Die Rüstungsproduktion und der Rüstungsexport war das dritte aufgegriffene Thema. Mit Rheinmetall in Düsseldorf und Thyssen-Krupp in Essen waren zwei der großen deutschen Rüstungskonzerne unser Ziel. Sie zeichnen sich im negativen Sinne nicht nur dadurch aus, dass sie Waffen in Kriegs- und Krisengebiete liefern. Sie sind zudem Teil von Korruptionsaffären, bei denn Politiker und Militärs bestochen wurden, damit sie Waffen der jeweiligen Firmen kauften.

In Münster nutzten wir den Bundestagswahlkampf zu einer Podiumsdiskussion mit sechs örtlichen Kandidaten. Hier lehnte sich vor allem der FDP-Kandidat aus dem Fenster und begrüßte ausdrücklich die diskutierte Erhöhung des Militäretats auf zwei Prozent des Bruttoinlandsprodukts.

Und noch eine Diskussion ist erwähnenswert. In Versmold, mitten im Zentrum der NRW-Fleischindustrie informierte uns eine örtliche Linken-Aktivistin über die Folgen dieser Industrie für Mensch und Tier. Auch wenn anschließend nicht alle Teilnehmer gleich Vegetarier wurden, zu denken gegeben hat das Gehörte wohl allen.

Für viele TeilnehmerInnen war es schockierend, wie sehr NRW mit Militär- und Rüstungsstandorten überzogen ist. Es wurde ganz konkret erfahrbar, dass Krieg hier bei uns beginnt und dass wir hier etwas dagegen tun können und müssen!

Gute Medienresonanz

Das bunte Bild der RadfahrerInen mit den Pace- und DFG-VK-Fahnen, aber auch unser Engagement für Frieden und gegen Krieg ist für viele lokale Medien Grund, über die Tour zu berichten. An jedem Aktionsort gab es in der Lokalpresse einen Fotobericht, zweimal waren wir im WDR-Fernsehen.

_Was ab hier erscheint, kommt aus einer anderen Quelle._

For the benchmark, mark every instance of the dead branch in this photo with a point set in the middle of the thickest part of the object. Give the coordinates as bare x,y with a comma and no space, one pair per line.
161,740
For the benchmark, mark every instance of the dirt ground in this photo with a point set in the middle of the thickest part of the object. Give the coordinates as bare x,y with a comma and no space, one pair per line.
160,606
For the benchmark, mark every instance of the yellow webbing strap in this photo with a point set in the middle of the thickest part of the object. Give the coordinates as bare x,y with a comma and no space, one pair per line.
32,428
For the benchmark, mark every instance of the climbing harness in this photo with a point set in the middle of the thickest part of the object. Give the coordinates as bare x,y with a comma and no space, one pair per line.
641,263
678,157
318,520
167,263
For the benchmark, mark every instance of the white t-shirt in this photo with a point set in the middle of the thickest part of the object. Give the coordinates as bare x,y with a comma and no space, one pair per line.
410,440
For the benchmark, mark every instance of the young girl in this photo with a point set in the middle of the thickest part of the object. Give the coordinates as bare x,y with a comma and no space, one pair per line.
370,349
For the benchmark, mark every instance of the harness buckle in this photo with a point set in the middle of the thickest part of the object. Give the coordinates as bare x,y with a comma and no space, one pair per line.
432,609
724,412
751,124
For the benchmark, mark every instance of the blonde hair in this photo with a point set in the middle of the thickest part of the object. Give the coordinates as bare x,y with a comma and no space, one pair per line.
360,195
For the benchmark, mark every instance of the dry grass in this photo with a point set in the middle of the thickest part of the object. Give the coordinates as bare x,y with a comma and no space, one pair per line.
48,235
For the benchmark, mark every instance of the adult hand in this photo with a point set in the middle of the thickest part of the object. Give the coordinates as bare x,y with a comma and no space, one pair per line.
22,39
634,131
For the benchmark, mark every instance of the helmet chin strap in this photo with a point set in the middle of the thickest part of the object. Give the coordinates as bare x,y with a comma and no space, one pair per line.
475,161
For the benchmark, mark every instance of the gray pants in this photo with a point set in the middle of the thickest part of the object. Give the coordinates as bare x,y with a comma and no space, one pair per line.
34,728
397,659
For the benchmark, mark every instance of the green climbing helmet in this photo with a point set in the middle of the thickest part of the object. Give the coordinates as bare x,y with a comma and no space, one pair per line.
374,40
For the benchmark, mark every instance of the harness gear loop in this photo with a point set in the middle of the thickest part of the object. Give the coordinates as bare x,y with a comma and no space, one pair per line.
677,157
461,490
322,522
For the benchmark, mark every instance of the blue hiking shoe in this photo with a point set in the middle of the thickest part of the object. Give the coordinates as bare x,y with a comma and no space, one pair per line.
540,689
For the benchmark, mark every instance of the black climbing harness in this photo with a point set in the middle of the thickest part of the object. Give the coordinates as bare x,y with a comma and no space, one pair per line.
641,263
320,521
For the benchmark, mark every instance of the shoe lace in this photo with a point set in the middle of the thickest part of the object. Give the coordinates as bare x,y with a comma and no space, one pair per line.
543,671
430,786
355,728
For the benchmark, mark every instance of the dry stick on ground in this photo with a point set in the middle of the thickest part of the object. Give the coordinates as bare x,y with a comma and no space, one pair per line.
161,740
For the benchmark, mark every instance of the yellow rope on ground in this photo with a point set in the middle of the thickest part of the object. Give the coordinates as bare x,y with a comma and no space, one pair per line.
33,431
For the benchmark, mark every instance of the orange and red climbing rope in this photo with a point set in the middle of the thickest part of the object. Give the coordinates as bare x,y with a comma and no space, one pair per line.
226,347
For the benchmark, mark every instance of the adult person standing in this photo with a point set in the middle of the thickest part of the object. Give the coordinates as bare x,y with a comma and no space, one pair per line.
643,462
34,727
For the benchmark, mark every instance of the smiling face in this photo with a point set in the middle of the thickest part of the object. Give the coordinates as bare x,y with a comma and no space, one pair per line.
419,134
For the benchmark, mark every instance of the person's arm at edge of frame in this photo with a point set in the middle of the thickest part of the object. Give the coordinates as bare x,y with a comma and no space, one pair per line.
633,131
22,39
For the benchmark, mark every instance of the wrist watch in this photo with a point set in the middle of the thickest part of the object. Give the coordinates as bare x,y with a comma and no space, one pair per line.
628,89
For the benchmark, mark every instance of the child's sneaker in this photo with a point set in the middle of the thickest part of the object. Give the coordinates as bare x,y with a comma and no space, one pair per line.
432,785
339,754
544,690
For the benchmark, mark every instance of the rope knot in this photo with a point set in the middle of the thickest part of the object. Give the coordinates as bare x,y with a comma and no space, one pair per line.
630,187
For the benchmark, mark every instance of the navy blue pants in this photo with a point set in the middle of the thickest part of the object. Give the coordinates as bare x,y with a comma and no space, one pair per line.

Wieder stießen wir unterwegs auf viel Sympathie bei den Menschen am Straßenrand. Leute winkten, Autos hupten freundlich (manche natürlich auch unfreundlich). Und auch die Unterstützung durch die DFG-VKler und andere Friedensaktivisten vor Ort an den einzelnen Aktionspunkten war wieder grandios. Wir wurden freundlich begrüßt, es gab zu essen und zu trinken, häufig wurde ein ganzes Programm aus Reden und Musik auf die Beine gestellt, es gab Hilfe bei der Organisation der Übernachtung und beim Finden der besten Route. Dafür auch auf diesem Wege noch mal herzlichen Dank!

Joachim Schramm ist Geschäftsführer des DFG-VK-Landesverbands Nordrhein-Westfalen.